Amorphic DWH management extends its support for Redshift Serverless as well.

With Amazon Redshift Serverless,

  • Namespaces and workgroups are used to manage storage and compute resources separately. This is equivalent to cluster identifier in Redshift provisioned server.
  • Node types or node count are not applicable.
  • Pause/ Resume/ Restart are not applicable here as we pay only when queries run.
  • Schedules are not applicable since there is no maintenance window.
  • List of all snapshots being created are displayed in the UI.
  • Recovery points are created every 30 minutes and saved for 24 hours. Latest Recovery point is shown in the UI.
  • WLM Queues are not applicable.
  • List of supported metrics can be found in the below section.
Note
  • Currently, Bulk data load ingestion is not supported

Metrics

The Amorphic DWH management cluster offers the option to access timeline-based cluster metrics, which aids in comprehending and managing the system effectively. You can easily filter these metrics by time range, selecting a duration from 30 minutes to a week, to swiftly access the desired metrics. The default view displays metrics from the last 30 minutes.

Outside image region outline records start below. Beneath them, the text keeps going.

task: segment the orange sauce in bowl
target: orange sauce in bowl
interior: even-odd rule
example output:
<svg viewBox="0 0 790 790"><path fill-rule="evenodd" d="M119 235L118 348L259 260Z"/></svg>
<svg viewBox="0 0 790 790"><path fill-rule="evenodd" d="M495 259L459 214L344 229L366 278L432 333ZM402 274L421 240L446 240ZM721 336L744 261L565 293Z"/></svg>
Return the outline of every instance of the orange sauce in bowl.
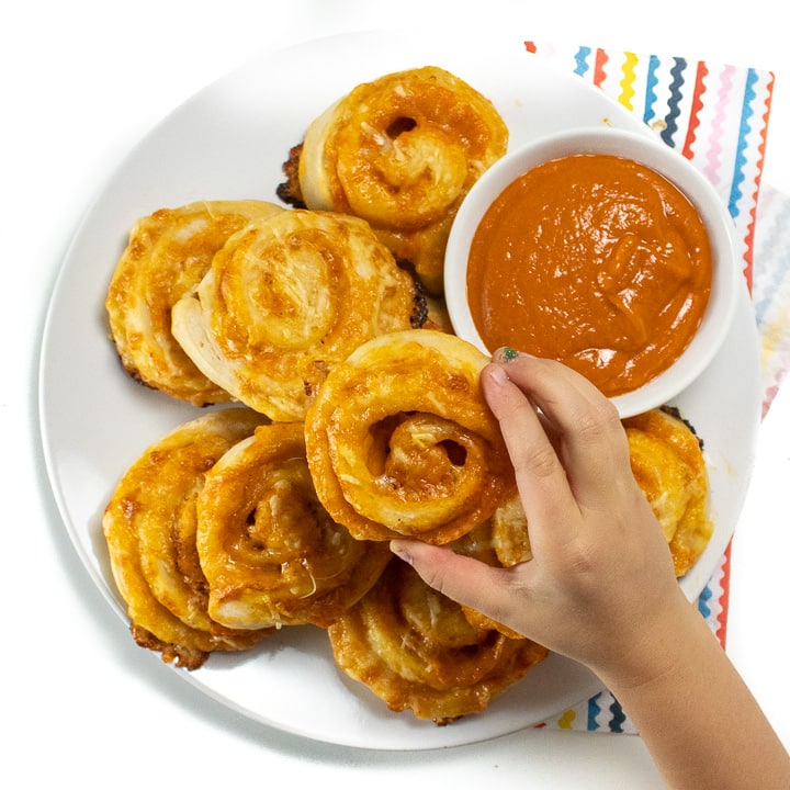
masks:
<svg viewBox="0 0 790 790"><path fill-rule="evenodd" d="M608 396L682 353L711 282L710 240L688 198L651 168L602 154L511 182L484 215L466 271L488 349L560 360Z"/></svg>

Below are the available metrics:

Redshift Provisioned

  • Commit Queue Length
    • Number of transactions waiting to commit at a given point in time.
    • Units: Count
  • Concurrency Scaling Active Clusters
    • Number of concurrency scaling clusters that are actively processing queries at any given time.
    • Units: Count
  • Concurrency Scaling Seconds
    • Number of seconds used by concurrency scaling clusters that have active query processing activity.
    • Units: Count
  • CPU Utilization
    • Shows the percentage of CPU utilization for all nodes.
    • Units: Percent
  • Database Connection Count
    • The number of database connections to a cluster.
    • Units: Count
  • Health Status
    • Indicates the health of the cluster.
    • Units: Count( 1-HEALTHY / 0-UNHEALTHY ).
  • Maintenance Mode
    • Indicates whether the cluster is in maintenance mode.
    • Units: Count( 1-ON / 0-OFF ).
  • Max Configured Concurrency Scaling Clusters
    • Maximum number of concurrency scaling clusters configured from the parameter group.
    • Units: Count
  • Network Receive Throughput
    • The rate at which the node or cluster receives data.
    • Units: Bytes/Second
  • Network Transmit Throughput
    • The rate at which the node or cluster writes data.
    • Units: Bytes/Second
  • Percentage Disk Space Used
    • The percent of disk space used.
    • Units: Percent
  • Read IOPS
    • The average number of disk read operations per second.
    • Units: Count/Second
  • Read Latency
    • The average amount of time taken for disk read I/O operations.
    • Units: Seconds
  • Read Throughput
    • The average number of bytes read from disk per second.
    • Units: Bytes/Second
  • Redshift Managed Storage Total Capacity
    • Total managed storage capacity.
    • Units: Megabytes
  • Total Table Count
    • The number of user tables (excluding Amazon Redshift Spectrum tables) open at a particular point in time.
    • Units: Count
  • Write IOPS
    • The average number of write operations per second.
    • Units: Count/Second
  • Write Latency
    • The average amount of time taken for disk write I/O operations.
    • Units: Seconds
  • Write Throughput
    • The average number of bytes written to disk per second.
    • Units: Bytes/Second
  • Num Exceeded Schema Quotas
    • The number of schemas with exceeded quotas.
    • Units: Count

Redshift Serverless

  • Database Connection Count
    • The number of database connections at a point in time.
    • Units: Count
  • Compute Capacity
    • Average number of compute units allocated during the past 30 minutes.
    • Units: Count
  • Compute Seconds
    • Accumulated compute-unit seconds used in the last 30 minutes.
    • Units: Count
  • Total Table Count
    • Number of user tables (excluding Amazon Redshift Spectrum tables) existing at a point in time.
    • Units: Count
  • Data Storage
    • Number of megabytes used, in disk or storage space, for Redshift data.
    • Units: Megabytes

Operations

Amorphic DWH management cluster console provides a handful of key operations such as:

The following picture depicts the DWH Management Console Actions in Amorphic:

DWH Management cluster actions page

Creating Snapshot

The Management console enables you to generate manual snapshots with a customizable retention period for the cluster. The valid retention period ranges from 1 to 3653 days.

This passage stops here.